Elle va mieux. Pas encore bien, mais mieux. Elle le sait. Le pire est derrière elle. Deux ans d’une dégringolade pathétique, dont elle ne parvient pas encore à sourire.
Crise d’appendicite avec complications douloureuses, suivie d’un licenciement abusif par un jeune patron athlétique à mâchoire américaine ; bagarre juridique victorieuse mais épuisante, puis oisiveté brutale, voilà comment tout avait débuté. Mona, au front de taureau, avait tenté de tenir. Elle avait raccourci ses longs cheveux châtains pour adopter un look plus dynamique, avait ajouté un tatouage stimulant (le mot espagnol « Vamos ! ») à ceux qui descendaient déjà en serpentin délicat de son cou jusqu’à ses poignets. Elle affirmait à son mari, Grégory, qu’il n’y avait pas lieu de se tourmenter. Après quatre mois passés à contenir ces fortes secousses, la vie « normale » allait reprendre. Son domaine d’expertise, la programmation informatique, se portait bien ; elle retrouverait du travail. Elle soufflerait quelques semaines avant de s’y remettre. Elle en profiterait pour s’occuper de Madeleine, leur petite fille de cinq ans, et lambiner dans des vide-greniers, ou rattraper son retard de lecture. Tout rentrerait dans l’ordre.
Mona avait encodé ses bonnes résolutions comme si elle était une base de données. Sûre de ses calculs, elle ne s’aperçut donc pas tout de suite que le petit chèque consolateur du tribunal des prud’hommes était glissé dans une enveloppe de mélancolie. Sa joie, sa vitalité s’éteignaient. Son inactivité lui pesait plus qu’elle n’aurait cru. En l’absence de Grégory, qui était chauffeur routier, elle demeurait souvent seule à la maison. L’emploi du temps de Madeleine lui servait de tuteur précieux : école, loisirs extrascolaires, goûter, bain, coucher. Mais quand Mona estima qu’il était temps de se mettre en quête d’un nouveau poste, elle n’y parvint pas. Une insidieuse indolence l’incitait à remettre au lendemain toutes démarches professionnelles. Puis toutes démarches tout court. Grégory, d’abord compréhensif, commença à s’inquiéter pour leurs revenus. Il augmenta sa cadence de déplacements.
Honteuse, Mona se réfugia dans les replis de leur petit pavillon de banlieue, où – dégringolade annoncée – elle fit sa première crise d’épilepsie.

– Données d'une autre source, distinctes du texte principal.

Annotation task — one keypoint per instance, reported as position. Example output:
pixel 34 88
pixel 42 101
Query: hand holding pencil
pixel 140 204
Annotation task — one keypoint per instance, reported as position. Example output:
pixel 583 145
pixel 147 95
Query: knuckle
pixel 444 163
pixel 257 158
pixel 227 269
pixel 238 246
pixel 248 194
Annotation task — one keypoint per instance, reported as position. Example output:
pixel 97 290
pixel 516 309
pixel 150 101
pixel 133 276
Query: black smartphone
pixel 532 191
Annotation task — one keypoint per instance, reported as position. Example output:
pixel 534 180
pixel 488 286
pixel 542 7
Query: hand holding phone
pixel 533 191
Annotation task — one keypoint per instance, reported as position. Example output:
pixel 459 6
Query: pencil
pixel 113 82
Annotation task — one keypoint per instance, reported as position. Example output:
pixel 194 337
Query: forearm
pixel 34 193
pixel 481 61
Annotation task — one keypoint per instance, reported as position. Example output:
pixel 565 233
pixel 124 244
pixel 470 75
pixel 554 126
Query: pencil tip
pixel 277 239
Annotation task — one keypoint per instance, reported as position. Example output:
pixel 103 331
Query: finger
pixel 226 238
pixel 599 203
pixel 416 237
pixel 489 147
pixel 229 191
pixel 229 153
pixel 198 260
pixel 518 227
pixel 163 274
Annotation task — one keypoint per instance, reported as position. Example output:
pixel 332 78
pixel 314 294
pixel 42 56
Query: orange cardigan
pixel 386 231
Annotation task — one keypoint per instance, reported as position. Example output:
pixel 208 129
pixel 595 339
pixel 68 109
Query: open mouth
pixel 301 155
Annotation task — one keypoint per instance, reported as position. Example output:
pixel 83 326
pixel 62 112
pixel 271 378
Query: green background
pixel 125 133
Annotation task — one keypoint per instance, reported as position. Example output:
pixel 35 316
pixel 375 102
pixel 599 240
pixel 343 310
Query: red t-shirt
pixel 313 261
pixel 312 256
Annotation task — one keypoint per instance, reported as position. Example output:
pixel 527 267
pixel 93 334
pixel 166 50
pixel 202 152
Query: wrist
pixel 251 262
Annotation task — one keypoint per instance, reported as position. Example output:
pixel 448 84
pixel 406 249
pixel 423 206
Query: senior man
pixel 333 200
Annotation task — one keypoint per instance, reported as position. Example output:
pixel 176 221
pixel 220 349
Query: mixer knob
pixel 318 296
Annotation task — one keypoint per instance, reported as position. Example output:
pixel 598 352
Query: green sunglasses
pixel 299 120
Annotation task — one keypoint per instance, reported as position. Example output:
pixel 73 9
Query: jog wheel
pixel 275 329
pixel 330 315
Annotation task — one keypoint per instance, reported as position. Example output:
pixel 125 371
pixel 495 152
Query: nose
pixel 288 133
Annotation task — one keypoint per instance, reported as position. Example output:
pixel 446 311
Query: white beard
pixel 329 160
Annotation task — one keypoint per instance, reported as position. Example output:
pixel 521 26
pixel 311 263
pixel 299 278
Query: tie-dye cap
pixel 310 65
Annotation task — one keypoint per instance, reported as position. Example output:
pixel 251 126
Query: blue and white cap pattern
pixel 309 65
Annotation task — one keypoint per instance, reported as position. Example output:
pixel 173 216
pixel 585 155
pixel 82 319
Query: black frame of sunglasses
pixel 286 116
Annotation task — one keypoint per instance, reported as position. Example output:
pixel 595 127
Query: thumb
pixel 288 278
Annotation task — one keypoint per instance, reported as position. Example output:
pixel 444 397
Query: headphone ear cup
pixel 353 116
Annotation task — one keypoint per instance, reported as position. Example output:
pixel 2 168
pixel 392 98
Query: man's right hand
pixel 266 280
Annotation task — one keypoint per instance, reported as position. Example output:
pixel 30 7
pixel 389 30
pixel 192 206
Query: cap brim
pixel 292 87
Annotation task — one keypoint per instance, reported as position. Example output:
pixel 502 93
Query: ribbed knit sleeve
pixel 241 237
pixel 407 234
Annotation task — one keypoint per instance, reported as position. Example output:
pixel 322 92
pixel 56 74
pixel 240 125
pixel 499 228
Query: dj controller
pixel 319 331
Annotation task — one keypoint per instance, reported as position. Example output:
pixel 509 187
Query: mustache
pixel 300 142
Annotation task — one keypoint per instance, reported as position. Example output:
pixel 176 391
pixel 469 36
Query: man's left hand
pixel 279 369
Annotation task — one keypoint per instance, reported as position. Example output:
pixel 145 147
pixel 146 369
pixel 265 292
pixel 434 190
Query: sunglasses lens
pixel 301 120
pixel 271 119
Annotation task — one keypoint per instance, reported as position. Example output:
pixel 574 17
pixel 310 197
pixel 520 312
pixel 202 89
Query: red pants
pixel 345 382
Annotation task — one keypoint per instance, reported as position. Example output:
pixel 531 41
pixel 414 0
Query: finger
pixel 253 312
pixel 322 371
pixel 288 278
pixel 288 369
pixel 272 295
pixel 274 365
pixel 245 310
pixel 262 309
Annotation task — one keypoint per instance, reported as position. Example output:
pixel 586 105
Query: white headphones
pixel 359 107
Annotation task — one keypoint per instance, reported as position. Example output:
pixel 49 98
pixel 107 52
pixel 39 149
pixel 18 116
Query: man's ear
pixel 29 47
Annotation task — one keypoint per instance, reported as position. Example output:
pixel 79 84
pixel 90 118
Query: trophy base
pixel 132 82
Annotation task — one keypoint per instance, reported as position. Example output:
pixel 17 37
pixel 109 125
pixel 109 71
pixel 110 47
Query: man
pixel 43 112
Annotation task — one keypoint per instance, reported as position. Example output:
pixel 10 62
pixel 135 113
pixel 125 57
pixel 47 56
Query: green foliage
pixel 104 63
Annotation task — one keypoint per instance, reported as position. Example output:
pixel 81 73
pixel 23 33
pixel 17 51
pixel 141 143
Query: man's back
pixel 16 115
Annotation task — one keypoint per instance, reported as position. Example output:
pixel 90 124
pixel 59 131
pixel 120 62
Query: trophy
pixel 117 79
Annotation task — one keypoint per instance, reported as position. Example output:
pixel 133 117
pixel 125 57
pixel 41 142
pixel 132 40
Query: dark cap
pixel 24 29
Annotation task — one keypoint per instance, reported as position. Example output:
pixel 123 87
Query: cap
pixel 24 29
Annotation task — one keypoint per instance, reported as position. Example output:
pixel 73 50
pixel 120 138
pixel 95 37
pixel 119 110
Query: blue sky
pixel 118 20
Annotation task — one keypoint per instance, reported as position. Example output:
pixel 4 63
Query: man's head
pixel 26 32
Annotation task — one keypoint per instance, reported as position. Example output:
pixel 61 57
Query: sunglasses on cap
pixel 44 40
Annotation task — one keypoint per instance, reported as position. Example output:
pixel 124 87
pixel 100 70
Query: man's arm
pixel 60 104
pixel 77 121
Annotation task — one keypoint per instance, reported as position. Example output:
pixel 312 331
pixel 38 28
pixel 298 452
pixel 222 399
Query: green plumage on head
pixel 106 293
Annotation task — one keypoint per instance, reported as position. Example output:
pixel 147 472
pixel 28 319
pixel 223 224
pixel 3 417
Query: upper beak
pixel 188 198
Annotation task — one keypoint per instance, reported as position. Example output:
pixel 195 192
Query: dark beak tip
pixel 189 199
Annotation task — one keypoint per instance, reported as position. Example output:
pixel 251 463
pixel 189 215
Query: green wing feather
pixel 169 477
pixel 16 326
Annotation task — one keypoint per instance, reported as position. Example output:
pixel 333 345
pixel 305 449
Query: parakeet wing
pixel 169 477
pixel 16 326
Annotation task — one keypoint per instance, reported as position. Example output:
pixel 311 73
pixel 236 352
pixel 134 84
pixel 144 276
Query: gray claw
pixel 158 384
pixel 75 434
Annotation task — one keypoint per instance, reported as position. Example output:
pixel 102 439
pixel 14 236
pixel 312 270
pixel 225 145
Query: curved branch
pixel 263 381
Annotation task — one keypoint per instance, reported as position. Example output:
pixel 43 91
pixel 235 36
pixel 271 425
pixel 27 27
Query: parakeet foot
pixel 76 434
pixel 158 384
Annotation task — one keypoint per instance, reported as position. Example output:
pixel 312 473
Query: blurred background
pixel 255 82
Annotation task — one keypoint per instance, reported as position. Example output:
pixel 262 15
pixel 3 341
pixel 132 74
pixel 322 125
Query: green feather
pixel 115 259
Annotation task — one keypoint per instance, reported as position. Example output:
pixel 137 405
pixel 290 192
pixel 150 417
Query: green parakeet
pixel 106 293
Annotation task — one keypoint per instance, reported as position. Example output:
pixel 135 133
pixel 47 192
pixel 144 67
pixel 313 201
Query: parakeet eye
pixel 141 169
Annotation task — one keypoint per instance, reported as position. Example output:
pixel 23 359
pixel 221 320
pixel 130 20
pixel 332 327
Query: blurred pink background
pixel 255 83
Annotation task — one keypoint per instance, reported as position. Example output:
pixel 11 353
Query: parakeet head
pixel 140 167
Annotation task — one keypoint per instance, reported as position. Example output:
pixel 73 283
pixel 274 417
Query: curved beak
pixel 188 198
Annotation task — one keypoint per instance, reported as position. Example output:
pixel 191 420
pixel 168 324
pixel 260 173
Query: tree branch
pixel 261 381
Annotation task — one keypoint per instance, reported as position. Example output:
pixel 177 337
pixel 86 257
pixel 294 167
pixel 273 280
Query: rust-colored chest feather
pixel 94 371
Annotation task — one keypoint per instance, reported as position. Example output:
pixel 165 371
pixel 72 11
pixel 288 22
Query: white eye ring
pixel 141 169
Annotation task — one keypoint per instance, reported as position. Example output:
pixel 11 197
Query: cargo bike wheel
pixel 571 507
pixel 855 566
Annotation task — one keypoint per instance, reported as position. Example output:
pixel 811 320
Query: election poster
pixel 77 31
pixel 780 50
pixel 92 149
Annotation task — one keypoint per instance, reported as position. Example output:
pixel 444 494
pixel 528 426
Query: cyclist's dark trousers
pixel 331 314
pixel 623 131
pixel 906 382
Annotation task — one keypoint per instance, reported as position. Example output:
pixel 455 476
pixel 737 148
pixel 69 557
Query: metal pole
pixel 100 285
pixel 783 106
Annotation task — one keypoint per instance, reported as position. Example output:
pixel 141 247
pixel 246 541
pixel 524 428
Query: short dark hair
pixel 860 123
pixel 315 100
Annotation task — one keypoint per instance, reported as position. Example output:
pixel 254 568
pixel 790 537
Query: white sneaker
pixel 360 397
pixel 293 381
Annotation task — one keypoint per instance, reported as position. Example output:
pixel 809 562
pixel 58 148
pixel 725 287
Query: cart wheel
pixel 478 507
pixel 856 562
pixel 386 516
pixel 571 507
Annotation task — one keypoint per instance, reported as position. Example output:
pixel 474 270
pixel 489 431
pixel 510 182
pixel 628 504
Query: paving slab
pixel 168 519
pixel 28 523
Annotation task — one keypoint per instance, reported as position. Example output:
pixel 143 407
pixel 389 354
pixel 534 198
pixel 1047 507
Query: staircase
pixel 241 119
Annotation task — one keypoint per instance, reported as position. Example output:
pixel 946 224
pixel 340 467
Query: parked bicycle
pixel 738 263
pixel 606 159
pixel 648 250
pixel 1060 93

Un jour, alors qu’il fallait se lever pour emmener Madeleine à l’école, Mona ne se leva pas. Pourtant, elle était réveillée. Son index soulignait sans interruption le motif en spirale de son pyjama. Quand la petite fille frappa à la porte et l’ouvrit, elle dit « C’est l’heure je crois maman », Mona répondit « J’arrive », mais n’arriva pas. Incapable de se mettre debout. Incapable de quoi que ce soit. Et cela dura.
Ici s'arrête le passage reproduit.